Marja presses Juho so hard to her body that the boy can barely breathe. Retrikki lifts Mataleena’s eyelids, then puts his ear right up close to the girl’s mouth.
‘She’s alive, still alive. Possibly not for long – I can’t say. Now bring some water, for God’s sake!’
Hilta fills a cup with water and tiptoes softly into the
bedroom. Marja sits trembling on the bench by the front door, Juho on her lap. She stares into the other room with vacant eyes, seeing Mataleena’s blanched face. Juho gazes at his sister with fearful curiosity. Marja hears the low voices of the farmer and his wife.
‘Has she got a disease?’
‘Not likely. She’s been so short of food her guts couldn’t even take gruel.’
‘Shall I take her to the doctor’s? Could he save the child?’
Retrikki comes out of the bedroom and stands before Marja for a moment, deep in thought. Marja looks at the man standing in front of her as if she were a sinner and he St Peter at the pearly gates.
‘You can’t leave now. I daren’t take the girl in the sledge: she won’t make it… I’ll try to get the doctor to come from the village. Though it might be he’s too busy to come out to the back of beyond for the sake of some beggar. And it’ll take a while; she might not even survive that long.’
‘Don’t bury her before she’s dead – just go,’ Hilta snaps.
‘There’s no point dressing it up. It’s clear what’s going to happen.’
Retrikki slams the door on his way out. Marja looks to Hilta for something, even just a scrap of hope. Hilta stares at the blade of the scythe that hangs above the door, until she hears the sledge setting off outside.
‘She’ll be fine. Just stomach cramps… She’s got skinny but she’s a strong girl,’ Hilta says.
Her voice quavers, though, and the last shreds of hope fly away from Marja. She takes Juho off her lap and goes to the bed where Mataleena lies. Hilta follows Marja, then takes the cup of water from the bedside table, lifts Mataleena’s head and pours some liquid carefully into the girl’s mouth. Mataleena coughs, water spurts down her front. Marja sits on the edge of the bed and asks Hilta to wet a rag. She dabs gently at the girl’s face with the damp cloth.
Finally, Mataleena recovers enough to drink a little. But the water does not stay down; she throws up over the side of the bed before sinking back into unconsciousness.
Dusk becomes dark. Mataleena regains consciousness. This time, she even tries to talk, she looks at her mother and smiles.
‘Father brought goldeneye eggs. For my little cygnet, he says.’ Mataleena laughs.

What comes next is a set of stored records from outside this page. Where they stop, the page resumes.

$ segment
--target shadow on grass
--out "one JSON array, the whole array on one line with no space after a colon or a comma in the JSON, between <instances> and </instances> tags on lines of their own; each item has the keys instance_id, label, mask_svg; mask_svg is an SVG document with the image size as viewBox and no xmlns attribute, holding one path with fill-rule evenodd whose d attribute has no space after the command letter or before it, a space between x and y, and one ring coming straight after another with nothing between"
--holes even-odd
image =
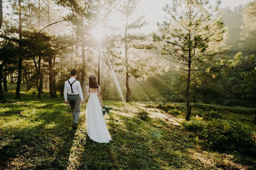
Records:
<instances>
[{"instance_id":1,"label":"shadow on grass","mask_svg":"<svg viewBox=\"0 0 256 170\"><path fill-rule=\"evenodd\" d=\"M144 121L112 113L107 120L112 140L99 143L87 136L76 169L173 169L190 166L201 169L200 163L195 163L187 154L187 148L193 145L191 140L184 137L177 126L158 119Z\"/></svg>"},{"instance_id":2,"label":"shadow on grass","mask_svg":"<svg viewBox=\"0 0 256 170\"><path fill-rule=\"evenodd\" d=\"M72 115L63 111L63 106L48 109L25 118L27 127L18 124L18 128L0 129L0 169L66 168L75 132Z\"/></svg>"}]
</instances>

This laughter comes from somewhere very far away, Marja realizes. Coldness strikes her from within. She senses something she does not want to understand.
Just then, the door opens. Hilta jumps up and rushes to meet the arrivals. Retrikki lingers by the bedroom door. Dr Berg bends over Mataleena.
‘Father… father… father…’ Mataleena gasps.
Then the dark brightness of vacancy appears in her eyes.
Dr Berg closes Mataleena’s eyes. He looks tired. He has caught Mataleena’s pallor, Marja thinks. She shrinks back as Berg lays his hand on her shoulder.
‘…perhaps to a better place,’ Marja hears Berg say softly.
A chill spreads from her stomach all over her body, changing into grief and sweeping everything else aside: hunger, cold, fatigue. It fills her hollow body with a heavy emptiness that leaves room for nothing else. Inside is a marsh pond full of black, lifeless water. A goldeneye swims before her eyes. It changes into a velvet scoter, which tries to take flight. Then a snowy gale freezes everything and emptiness reigns, the bird vanishes. After the blizzard, all is white, dead. Marja stands up and walks to Juho, asleep on the bench. She lifts the boy’s head on to her lap and drifts into sleep.